Así, con un estilo metanarrativo, la película va
tejiendo una indudablemente hispánica pero también universalmente humana saga-crónica
intergeneracional, trufada de pasiones, amoralidades, situaciones límite y
sobre todo de un desdibujamiento de los límites entre el bien y el mal que las
últimas generaciones se esfuerzan en combatir decantándose decididamente por el
amor y la concordia. Son los diferentes personajes de la historia, cada uno con
sus traumas y vicisitudes heredadas del pasado, los que van tejiendo el sentido
de la narración mediante actitudes, diálogos, silencios y cartasis. Se arranca
con la historia de la catalana Nuria (María Molins) la madre de Marc, cuya
fugaz relación con Olmo (Joaquín Furriel) un valenciano de origen ruso todo
testosterona y con demasiados secretos marca el devenir trágico de la
narración; mientras tanto, la vertiente mediterránea de la historia no tardará
en encontrarse con otra mesetaria a partir de la persona de la madre de Rebeca,
Macarena (Najwa Nimri) una antigua de cantante punk rock madrileña de origen
andaluz de buena familia que lo deja todo por Víctor (Daniel Grao) un
enigmático joven que resulta ser el hermano de Olmo. Actuando como vértice, Amaia
(Patricia López Arnáiz) una escritora vasca hija de caseros que termina
impulsando (o mejor dicho, catalizando) la relación entre la familia de “Maca”

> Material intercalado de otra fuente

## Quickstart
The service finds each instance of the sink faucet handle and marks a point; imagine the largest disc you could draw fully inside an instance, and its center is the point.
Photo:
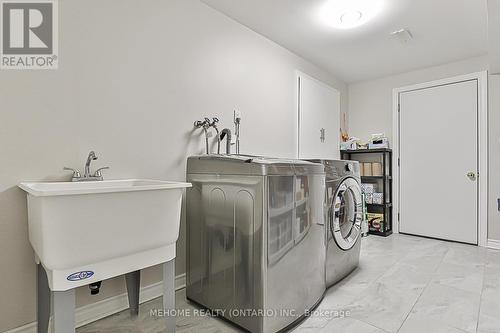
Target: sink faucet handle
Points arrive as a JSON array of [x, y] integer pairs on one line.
[[76, 173], [98, 172]]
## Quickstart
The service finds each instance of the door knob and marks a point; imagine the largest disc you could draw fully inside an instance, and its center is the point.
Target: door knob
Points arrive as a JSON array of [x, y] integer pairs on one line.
[[472, 175]]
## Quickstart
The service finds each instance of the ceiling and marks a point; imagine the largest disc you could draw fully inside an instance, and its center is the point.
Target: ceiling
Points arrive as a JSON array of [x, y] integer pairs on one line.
[[443, 31]]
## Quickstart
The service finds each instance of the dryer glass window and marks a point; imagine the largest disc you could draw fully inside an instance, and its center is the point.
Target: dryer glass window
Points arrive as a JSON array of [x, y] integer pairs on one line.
[[347, 213]]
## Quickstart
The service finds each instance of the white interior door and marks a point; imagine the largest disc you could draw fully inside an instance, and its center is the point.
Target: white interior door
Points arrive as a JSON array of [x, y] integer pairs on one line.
[[438, 136], [319, 120]]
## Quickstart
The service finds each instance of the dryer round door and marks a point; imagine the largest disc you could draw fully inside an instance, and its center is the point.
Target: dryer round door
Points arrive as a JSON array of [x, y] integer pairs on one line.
[[347, 214]]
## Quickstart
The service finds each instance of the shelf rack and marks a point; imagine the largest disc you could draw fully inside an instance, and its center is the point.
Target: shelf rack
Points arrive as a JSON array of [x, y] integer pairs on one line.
[[383, 155]]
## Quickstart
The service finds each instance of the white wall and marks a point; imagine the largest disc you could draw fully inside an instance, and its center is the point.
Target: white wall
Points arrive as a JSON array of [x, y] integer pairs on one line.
[[132, 79], [494, 157], [370, 102]]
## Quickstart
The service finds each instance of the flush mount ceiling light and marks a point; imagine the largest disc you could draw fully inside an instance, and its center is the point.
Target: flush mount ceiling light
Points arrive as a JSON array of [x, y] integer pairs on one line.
[[348, 14]]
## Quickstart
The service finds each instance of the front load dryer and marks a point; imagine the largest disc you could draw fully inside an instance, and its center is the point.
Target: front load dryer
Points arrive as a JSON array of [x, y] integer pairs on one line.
[[344, 215]]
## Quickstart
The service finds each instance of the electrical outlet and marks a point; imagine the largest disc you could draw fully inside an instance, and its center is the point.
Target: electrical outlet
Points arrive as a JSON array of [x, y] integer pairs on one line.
[[237, 114]]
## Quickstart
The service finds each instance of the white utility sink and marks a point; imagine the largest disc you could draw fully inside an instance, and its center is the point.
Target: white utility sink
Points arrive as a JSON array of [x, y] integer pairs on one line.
[[84, 232]]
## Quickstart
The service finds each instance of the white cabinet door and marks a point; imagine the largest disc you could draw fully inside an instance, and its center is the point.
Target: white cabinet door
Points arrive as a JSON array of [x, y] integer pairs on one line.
[[319, 119], [438, 148]]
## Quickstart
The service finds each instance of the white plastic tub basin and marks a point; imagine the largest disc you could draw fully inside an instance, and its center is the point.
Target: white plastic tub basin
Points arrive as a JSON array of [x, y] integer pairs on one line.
[[107, 228]]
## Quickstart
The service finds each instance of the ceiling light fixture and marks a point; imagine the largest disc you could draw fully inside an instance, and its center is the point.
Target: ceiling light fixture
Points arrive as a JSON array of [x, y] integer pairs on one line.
[[348, 14]]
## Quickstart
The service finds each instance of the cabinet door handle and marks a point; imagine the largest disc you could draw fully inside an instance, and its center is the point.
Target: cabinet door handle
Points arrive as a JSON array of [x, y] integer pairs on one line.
[[322, 135]]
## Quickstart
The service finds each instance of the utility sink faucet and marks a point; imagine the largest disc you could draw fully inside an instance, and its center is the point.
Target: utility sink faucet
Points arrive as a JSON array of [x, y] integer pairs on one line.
[[87, 175]]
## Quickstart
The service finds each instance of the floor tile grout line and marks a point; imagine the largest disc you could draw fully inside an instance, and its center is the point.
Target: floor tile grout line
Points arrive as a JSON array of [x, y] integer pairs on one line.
[[481, 299], [423, 290]]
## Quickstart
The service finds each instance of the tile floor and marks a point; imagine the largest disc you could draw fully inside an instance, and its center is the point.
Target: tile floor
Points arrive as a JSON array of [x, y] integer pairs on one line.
[[404, 284]]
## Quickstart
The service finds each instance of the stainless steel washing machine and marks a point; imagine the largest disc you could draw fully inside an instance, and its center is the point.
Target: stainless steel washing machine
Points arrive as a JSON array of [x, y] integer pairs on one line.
[[344, 215], [255, 238]]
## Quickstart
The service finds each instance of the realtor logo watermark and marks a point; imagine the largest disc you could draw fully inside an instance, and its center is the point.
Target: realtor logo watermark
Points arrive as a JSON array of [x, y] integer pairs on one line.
[[28, 34]]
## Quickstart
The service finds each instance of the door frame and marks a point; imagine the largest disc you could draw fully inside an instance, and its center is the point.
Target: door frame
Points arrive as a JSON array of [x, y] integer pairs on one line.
[[297, 76], [482, 204]]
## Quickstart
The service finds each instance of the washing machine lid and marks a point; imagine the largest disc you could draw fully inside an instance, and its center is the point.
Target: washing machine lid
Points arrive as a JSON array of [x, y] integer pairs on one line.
[[347, 213]]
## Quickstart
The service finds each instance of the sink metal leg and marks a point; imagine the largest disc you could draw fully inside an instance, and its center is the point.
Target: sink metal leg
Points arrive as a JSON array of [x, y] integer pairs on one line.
[[169, 295], [43, 300], [133, 280], [64, 311]]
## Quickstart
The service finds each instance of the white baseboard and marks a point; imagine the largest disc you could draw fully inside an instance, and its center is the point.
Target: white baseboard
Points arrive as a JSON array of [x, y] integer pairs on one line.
[[95, 311], [494, 244]]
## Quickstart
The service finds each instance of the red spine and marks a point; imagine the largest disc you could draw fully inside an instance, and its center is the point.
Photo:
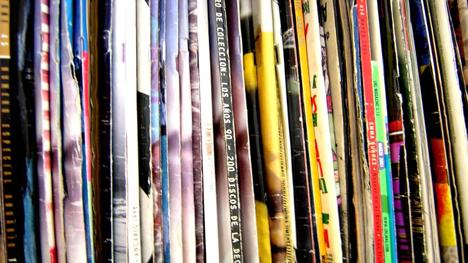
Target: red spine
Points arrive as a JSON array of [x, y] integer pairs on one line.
[[371, 128]]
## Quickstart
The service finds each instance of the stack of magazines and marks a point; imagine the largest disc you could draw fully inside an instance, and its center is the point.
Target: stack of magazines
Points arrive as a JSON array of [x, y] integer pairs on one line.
[[233, 131]]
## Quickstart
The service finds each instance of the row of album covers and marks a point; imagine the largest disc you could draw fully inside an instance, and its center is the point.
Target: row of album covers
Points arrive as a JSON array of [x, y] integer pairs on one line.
[[233, 131]]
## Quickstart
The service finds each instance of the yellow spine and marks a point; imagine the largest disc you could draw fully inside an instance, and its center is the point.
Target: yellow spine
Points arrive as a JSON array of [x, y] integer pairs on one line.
[[304, 71], [273, 147], [263, 230]]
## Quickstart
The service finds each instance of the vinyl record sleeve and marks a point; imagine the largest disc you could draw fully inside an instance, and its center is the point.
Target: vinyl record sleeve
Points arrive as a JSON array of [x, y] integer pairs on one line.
[[206, 112], [127, 244], [319, 89], [281, 86], [433, 110], [197, 152], [23, 136], [304, 209], [354, 245], [11, 215], [227, 172], [451, 90], [26, 106], [104, 108], [74, 220], [173, 130], [155, 120], [422, 146], [81, 59], [385, 174], [188, 207], [396, 133], [143, 34], [335, 104], [56, 130], [247, 199], [41, 77], [362, 184], [309, 128], [255, 137], [276, 176], [164, 140]]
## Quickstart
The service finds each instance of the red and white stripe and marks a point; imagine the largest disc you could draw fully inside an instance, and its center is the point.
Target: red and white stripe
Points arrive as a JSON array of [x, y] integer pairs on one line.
[[44, 143]]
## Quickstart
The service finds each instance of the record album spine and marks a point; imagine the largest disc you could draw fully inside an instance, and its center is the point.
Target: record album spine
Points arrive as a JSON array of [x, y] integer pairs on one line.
[[207, 133], [437, 137], [369, 110], [386, 187], [276, 177], [318, 76], [304, 209], [308, 127], [56, 130], [81, 57], [188, 208], [73, 142], [256, 155], [10, 216], [224, 110], [165, 209], [105, 127], [144, 125], [21, 47], [173, 129], [451, 91], [281, 86], [335, 103], [249, 231], [41, 76], [196, 130], [155, 139]]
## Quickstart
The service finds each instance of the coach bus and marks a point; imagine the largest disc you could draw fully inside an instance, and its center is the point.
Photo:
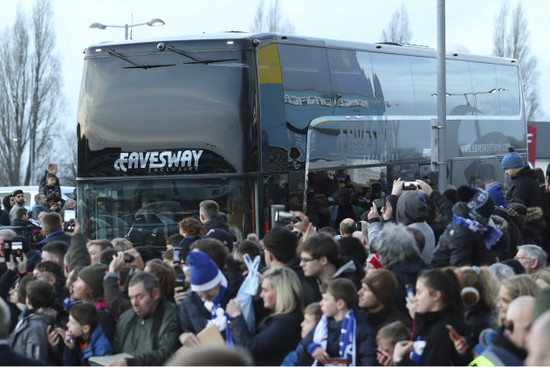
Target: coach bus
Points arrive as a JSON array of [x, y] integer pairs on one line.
[[253, 120]]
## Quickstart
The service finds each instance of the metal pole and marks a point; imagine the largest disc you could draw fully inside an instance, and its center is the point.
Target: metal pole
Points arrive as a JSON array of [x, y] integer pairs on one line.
[[441, 97]]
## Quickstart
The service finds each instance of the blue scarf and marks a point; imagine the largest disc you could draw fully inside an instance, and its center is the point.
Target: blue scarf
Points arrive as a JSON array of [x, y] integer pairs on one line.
[[218, 311], [347, 338], [489, 233]]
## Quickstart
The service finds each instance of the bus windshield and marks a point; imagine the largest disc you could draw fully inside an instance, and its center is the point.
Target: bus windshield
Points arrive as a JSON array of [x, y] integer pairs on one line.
[[150, 125], [132, 109]]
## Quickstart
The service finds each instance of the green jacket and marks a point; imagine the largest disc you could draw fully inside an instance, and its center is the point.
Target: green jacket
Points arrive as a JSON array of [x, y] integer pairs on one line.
[[135, 336]]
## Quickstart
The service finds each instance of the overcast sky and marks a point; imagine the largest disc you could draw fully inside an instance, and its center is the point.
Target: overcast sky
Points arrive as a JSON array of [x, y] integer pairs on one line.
[[469, 24]]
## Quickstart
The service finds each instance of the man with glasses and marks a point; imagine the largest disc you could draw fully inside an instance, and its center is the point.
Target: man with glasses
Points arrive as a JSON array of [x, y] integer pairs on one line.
[[319, 257], [532, 257]]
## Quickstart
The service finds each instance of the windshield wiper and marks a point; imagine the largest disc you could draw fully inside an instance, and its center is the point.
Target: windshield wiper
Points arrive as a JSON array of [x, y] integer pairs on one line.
[[196, 61], [209, 61], [136, 66]]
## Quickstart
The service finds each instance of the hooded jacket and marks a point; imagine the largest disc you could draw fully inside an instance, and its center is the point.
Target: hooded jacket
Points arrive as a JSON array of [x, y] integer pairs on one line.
[[30, 337], [98, 346], [413, 211], [460, 246], [525, 186]]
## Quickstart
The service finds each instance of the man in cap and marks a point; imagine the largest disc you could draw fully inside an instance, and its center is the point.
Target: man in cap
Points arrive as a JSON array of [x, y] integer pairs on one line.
[[206, 303], [523, 180], [149, 330]]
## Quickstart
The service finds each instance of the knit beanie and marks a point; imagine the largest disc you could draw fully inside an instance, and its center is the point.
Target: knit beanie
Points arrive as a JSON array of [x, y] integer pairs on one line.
[[497, 193], [383, 284], [512, 160], [374, 260], [93, 275], [479, 202], [205, 274]]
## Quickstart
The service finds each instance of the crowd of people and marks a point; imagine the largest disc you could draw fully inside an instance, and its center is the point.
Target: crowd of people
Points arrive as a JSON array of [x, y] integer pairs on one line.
[[425, 277]]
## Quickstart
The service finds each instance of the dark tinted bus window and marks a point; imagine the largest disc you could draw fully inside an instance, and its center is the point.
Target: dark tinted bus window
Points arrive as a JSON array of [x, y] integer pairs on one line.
[[459, 87], [394, 74], [173, 107], [508, 93], [485, 87], [351, 83], [425, 84], [304, 68], [307, 94]]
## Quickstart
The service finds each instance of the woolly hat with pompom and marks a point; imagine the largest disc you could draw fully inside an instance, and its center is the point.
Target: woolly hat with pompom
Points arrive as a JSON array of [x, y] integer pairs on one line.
[[479, 202]]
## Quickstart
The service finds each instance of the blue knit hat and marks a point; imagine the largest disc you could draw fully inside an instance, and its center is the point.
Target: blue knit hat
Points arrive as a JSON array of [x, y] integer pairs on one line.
[[497, 194], [205, 274], [512, 160]]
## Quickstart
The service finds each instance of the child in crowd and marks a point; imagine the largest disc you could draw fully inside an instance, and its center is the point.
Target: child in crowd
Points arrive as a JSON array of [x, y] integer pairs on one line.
[[342, 335], [312, 315], [49, 187], [22, 218], [84, 337], [29, 336], [386, 339]]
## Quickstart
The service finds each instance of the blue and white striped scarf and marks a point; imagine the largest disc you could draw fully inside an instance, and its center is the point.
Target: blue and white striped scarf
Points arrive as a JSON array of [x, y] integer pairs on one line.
[[347, 345]]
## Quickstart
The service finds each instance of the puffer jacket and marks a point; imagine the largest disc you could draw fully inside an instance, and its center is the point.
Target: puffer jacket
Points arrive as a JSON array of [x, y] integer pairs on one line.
[[460, 246], [136, 336], [413, 211], [30, 337], [534, 226], [525, 186]]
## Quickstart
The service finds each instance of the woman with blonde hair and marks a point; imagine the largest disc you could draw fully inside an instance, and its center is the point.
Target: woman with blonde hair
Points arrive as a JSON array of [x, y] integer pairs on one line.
[[510, 289], [478, 290], [280, 332]]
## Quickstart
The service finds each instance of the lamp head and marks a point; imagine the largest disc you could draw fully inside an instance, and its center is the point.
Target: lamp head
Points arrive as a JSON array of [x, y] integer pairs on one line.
[[155, 22]]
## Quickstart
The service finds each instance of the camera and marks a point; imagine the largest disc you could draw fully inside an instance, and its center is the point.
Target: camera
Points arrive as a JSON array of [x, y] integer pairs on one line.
[[68, 220], [17, 251], [380, 203], [285, 218], [176, 259], [410, 185]]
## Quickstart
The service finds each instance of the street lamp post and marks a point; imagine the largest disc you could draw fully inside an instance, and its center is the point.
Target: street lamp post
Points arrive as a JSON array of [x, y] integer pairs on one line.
[[152, 23]]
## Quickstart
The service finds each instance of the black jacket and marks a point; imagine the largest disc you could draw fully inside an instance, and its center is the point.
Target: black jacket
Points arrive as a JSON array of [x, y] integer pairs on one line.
[[386, 316], [194, 316], [365, 342], [272, 341], [460, 246], [406, 273], [439, 350], [11, 358], [525, 186]]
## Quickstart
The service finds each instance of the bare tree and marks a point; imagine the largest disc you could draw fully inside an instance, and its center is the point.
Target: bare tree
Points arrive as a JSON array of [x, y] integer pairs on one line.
[[270, 19], [30, 94], [398, 29], [511, 39]]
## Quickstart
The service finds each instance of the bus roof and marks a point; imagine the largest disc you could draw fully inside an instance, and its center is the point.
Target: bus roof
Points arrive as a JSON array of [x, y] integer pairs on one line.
[[258, 39]]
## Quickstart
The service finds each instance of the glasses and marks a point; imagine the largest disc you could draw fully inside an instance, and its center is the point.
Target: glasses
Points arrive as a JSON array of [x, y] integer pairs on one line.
[[303, 260]]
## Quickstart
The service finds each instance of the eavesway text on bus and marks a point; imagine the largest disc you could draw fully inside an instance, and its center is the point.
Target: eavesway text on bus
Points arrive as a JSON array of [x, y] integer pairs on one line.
[[158, 160]]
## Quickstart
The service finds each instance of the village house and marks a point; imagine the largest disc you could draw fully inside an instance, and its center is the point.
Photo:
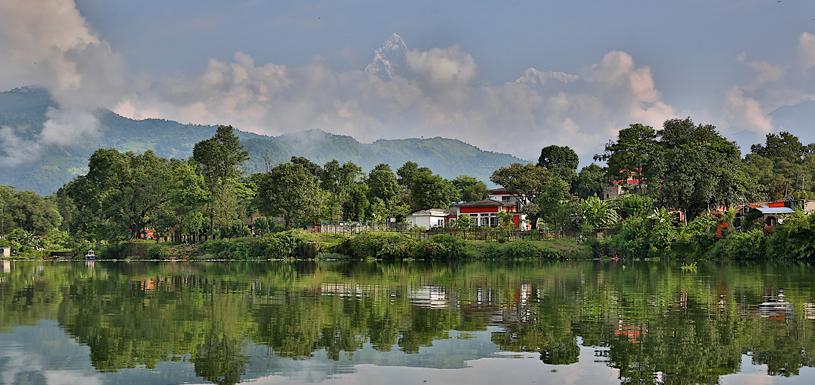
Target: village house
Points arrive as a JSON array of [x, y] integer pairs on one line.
[[428, 219], [484, 213]]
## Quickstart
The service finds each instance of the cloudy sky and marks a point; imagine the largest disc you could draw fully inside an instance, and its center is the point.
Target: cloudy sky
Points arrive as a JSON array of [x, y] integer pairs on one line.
[[510, 76]]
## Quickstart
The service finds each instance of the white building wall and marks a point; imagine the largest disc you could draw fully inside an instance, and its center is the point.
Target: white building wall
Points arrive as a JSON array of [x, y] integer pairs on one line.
[[426, 221]]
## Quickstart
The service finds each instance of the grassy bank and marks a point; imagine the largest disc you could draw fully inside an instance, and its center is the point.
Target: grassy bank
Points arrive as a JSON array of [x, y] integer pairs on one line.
[[370, 245]]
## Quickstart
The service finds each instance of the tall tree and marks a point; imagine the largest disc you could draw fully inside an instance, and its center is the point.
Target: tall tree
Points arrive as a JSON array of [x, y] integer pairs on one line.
[[702, 168], [382, 183], [635, 155], [538, 189], [312, 167], [431, 191], [590, 181], [562, 160], [219, 159], [406, 173], [292, 192], [471, 188]]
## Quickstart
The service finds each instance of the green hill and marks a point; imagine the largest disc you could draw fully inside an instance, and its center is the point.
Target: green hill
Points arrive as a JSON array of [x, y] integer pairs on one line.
[[23, 113]]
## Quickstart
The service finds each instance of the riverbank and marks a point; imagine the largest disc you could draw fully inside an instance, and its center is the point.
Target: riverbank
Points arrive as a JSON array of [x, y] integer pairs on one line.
[[304, 245]]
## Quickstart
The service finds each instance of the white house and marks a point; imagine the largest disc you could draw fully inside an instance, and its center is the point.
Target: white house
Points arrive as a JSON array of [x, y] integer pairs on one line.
[[428, 219]]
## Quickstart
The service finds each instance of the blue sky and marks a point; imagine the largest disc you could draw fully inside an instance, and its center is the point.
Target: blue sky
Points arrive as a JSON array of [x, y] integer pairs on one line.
[[280, 66]]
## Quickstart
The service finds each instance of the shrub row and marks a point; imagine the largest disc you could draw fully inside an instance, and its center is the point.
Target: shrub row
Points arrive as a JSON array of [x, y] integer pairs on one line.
[[286, 244]]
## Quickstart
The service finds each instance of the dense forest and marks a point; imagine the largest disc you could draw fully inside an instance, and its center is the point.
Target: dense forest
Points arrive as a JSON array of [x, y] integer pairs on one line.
[[678, 185]]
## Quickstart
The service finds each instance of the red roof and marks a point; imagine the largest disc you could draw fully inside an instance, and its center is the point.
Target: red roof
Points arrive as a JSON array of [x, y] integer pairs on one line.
[[625, 181], [485, 203]]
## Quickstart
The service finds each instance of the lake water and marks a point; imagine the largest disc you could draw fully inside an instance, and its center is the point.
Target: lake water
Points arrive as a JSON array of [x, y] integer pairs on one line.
[[376, 323]]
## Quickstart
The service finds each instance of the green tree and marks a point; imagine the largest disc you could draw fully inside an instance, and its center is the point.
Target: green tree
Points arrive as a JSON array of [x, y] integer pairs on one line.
[[590, 181], [382, 183], [431, 191], [635, 154], [290, 191], [539, 190], [406, 174], [219, 159], [562, 160], [312, 167], [702, 169], [595, 214], [471, 188]]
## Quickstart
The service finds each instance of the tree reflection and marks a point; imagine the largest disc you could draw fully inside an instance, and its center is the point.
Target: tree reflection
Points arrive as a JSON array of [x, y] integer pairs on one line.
[[650, 321]]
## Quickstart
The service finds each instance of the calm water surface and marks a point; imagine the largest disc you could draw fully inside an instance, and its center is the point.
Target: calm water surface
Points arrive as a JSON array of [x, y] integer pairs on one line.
[[373, 323]]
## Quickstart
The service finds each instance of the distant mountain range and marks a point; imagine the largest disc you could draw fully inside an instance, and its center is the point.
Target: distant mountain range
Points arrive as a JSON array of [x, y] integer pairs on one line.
[[27, 164]]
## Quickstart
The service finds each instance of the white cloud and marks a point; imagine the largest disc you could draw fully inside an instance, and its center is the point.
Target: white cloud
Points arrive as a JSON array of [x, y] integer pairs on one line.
[[50, 45], [405, 93], [746, 112], [442, 67], [806, 47], [748, 106], [402, 93], [15, 150]]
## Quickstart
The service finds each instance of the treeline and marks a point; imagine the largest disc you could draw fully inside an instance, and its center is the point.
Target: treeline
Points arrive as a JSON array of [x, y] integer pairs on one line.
[[124, 195], [677, 174]]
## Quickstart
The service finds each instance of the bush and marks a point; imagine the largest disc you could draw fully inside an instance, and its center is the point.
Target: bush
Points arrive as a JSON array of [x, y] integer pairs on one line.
[[286, 244], [442, 246], [795, 239], [747, 245], [521, 249], [385, 245]]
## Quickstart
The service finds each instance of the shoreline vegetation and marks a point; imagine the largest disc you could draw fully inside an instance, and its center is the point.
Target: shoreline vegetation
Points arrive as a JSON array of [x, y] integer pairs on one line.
[[683, 192], [385, 246]]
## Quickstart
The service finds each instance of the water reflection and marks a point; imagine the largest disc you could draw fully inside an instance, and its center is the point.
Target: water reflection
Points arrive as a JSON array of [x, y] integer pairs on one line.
[[305, 323]]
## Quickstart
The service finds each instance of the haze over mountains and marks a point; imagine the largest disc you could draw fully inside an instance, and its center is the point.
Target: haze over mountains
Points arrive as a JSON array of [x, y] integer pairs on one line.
[[26, 162]]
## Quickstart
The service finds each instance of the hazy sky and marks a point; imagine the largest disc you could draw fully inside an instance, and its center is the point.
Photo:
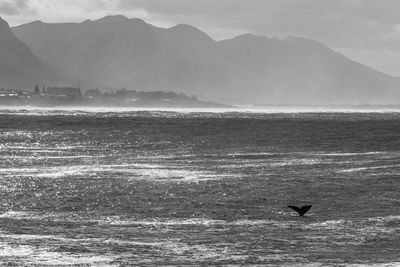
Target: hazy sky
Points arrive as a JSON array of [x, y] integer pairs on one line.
[[365, 30]]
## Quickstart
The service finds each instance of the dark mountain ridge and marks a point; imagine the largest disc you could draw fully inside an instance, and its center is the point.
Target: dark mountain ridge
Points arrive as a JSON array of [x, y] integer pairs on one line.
[[19, 68], [119, 52]]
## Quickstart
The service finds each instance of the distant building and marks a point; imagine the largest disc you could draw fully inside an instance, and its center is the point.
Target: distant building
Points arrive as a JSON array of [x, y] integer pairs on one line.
[[63, 91], [93, 92]]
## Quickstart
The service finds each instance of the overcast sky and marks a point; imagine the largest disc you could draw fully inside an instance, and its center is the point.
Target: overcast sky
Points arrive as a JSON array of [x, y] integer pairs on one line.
[[367, 31]]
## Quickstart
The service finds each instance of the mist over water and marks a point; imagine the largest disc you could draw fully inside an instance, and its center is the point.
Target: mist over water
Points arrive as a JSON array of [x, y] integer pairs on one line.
[[150, 187]]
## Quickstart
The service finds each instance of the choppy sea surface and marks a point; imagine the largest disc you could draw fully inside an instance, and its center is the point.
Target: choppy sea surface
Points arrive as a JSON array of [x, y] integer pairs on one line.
[[191, 188]]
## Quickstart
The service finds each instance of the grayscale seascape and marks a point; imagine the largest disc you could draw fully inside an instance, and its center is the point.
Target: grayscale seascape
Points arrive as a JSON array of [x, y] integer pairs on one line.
[[199, 133], [177, 188]]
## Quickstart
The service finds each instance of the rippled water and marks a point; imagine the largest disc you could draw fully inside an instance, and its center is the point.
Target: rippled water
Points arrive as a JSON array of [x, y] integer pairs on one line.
[[166, 188]]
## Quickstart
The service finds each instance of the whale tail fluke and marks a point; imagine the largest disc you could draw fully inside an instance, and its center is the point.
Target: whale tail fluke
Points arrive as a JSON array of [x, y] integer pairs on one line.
[[302, 210]]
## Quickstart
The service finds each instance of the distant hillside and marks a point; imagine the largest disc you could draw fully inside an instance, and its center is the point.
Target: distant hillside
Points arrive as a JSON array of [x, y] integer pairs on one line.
[[121, 52], [19, 68]]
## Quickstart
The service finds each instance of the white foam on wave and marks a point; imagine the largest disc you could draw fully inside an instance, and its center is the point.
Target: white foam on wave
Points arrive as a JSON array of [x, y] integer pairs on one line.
[[25, 255], [131, 171], [360, 169]]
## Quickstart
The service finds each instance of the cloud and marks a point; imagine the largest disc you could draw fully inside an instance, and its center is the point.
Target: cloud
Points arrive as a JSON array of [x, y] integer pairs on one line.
[[13, 7], [363, 28]]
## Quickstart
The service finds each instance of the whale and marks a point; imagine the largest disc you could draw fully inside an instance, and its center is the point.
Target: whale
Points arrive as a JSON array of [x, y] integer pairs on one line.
[[302, 210]]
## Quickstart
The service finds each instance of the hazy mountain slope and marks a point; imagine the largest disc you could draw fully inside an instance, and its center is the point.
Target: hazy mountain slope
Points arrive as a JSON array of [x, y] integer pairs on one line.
[[300, 71], [120, 52], [19, 68]]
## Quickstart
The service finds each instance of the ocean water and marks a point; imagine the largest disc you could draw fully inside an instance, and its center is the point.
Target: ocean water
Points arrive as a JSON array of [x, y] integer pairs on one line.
[[190, 188]]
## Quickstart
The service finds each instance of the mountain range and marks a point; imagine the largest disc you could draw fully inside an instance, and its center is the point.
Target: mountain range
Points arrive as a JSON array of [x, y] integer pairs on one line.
[[19, 67], [117, 52]]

y la de Víctor y Olmo, ambas unidas por un oscuro secreto.
En palabras del director, la película versa sobre la
culpa y los errores y faltas del pasado y la necesidad de redimirlos. No es
casual que el sentido de la historias hunda sus raíces en algunos episodios de
la historia de España -las consecuencias de la Guerra Civil en los personajes
de los padres de Olmo y Víctor o que toque aunque sea de soslayo el terrorismo
de ETA – o que el tema de la memoria individual tenga una importancia
significativa en la historia, ejemplarizada en el personaje de Macarena, al que
una recuerdo en un principio estar llevando a la más absoluta locura o en el de su suegra Julia (Ángela Molina),
que lo ha olvidado todo no se sabe si a consecuencia de una enfermedad o
voluntariamente: todo está entrelazado cuando los destinos se cruzan a través
del tiempo y se establecen lazos de sangre. Rebeca y Marc descubren
precisamente el sentido de sus vidas y su destino cuando desgrana y entienden
la historia de sus familias. Como siempre espectacular fotografía, preciosa
puesta en escena y una increíble habilidad
para presentar momentos emotivos y dramáticos trufados con un halo poético que
esta vez se presenta con una madurez no antes vista ene l cine de Medem. Del
trabajo del reparto simplemente diré que es soberbio. Puede que no se trate de
la obra maestra del director, pero será sin duda uno de sus clásicos.